En virtud de esa representación preconfigurada de las cosas, su estancia en Italia no puede ser más decepcionante; no sólo porque comprenden que es imposible revivir los recuerdos de otra persona -a lo sumo, descubrir algunos de los paisajes que les habían descrito-, sino porque el propio concepto del negocio familiar está ya más próximo al de la gestión empresarial -hay demasiada competencia en el viejo continente-, que a la tradicional identidad de la Camorra, por mucho que no se haya desprendido ni de la capacidad de extorsión, ni del gatillo fácil, ni de los negocios ilícitos.
Cuando en marzo de 2012 detuvieron en Jerez a Giuseppe Polverino, alias
O Barone, uno de los más importantes capos de la Camorra napolitana de los últimos años, todos nos construimos de inmediato la misma imagen preconcebida que tenían los Soprano del mundo de la mafia en Italia; una imagen que se correspondía, por otro lado, con lo que se contaba de él: un tipo “de máxima peligrosidad” que controlaba el tráfico de hachís del sur de Italia y que manejaba un imperio económico de mil millones de euros. Pero una imagen que dejaba de lado al mismo tiempo otros detalles esenciales, como que Polverino dirigía el negocio “con notable espíritu empresarial”, según uno de los informes de los Carabinieri, que resaltaba asimismo que había logrado reemplazar el perfil tradicional de capo por el de “empresario-manager-estafador, cada vez más alejado de la vieja escuela y más próximo a códigos empresariales”. Los investigadores, de hecho, hablaban de él como un “personaje de significativa capacidad empresarial, capaz de diversificar sus inversiones en actividades aparentemente lícitas”. Tan lícitas como que acaba de ser absuelto de los delitos por los que fue detenido en Jerez: blanqueo de capitales y asociación ilícita, al no poder demostrarse que los negocios que había emprendido en España estuviesen planificados para lavar dinero ni que ese dinero procediese del tráfico de drogas, ya que aportó pruebas de las distintas actividades mercantiles de las que venía el dinero.
Polverino no tendrá que cumplir condena en España, algo que sí lleva haciendo desde 2012 en Italia, donde fue sentenciado a sesenta años de prisión por asociación mafiosa y tráfico de drogas, asuntos por los que tuvo que huir de su país y por los que estuvo perseguido durante varios años, los mismos que pasó cambiando de domicilio, preferentemente en suelo español: en 2007 fue localizado por primera vez en Tarragona, y más tarde se supo que también residió en Alicante hasta su llegada a Jerez, donde fue finalmente detenido en 2012. Su causa en nuestro país ha quedado en nada, pero su detención sí sirvió para poner fin a su extenso currículum delictivo, al permitir que fuese juzgado por las autoridades italianas. “Sono Giuseppe. È finita”, dicen que le reconoció a los guardia civiles y carabinieris que le detuvieron en Jerez cuando vio que no tenía escapatoria.

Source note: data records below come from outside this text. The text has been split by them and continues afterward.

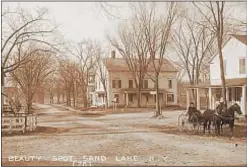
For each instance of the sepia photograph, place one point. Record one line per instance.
(145, 83)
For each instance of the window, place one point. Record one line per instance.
(116, 83)
(130, 83)
(170, 97)
(131, 97)
(145, 83)
(225, 66)
(117, 97)
(242, 65)
(146, 98)
(91, 79)
(119, 83)
(169, 83)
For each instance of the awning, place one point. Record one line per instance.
(100, 92)
(145, 90)
(229, 83)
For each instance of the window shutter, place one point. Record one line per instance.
(113, 84)
(119, 83)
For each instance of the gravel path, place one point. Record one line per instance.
(118, 136)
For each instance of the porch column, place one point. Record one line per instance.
(227, 94)
(127, 99)
(210, 97)
(243, 100)
(233, 94)
(197, 99)
(188, 98)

También de todos los nombres que aparecen vinculados a los papeles de Panamá nos cuentan que sus actividades son completamente lícitas, pero cuesta poco formarse ideas preconcebidas acerca de sus posibles intenciones. Será que somos muy malpensados, aunque para suplir ese defecto siempre podremos recurrir a una gran verdad, que es también nuestra esperanza: la policía no es tonta.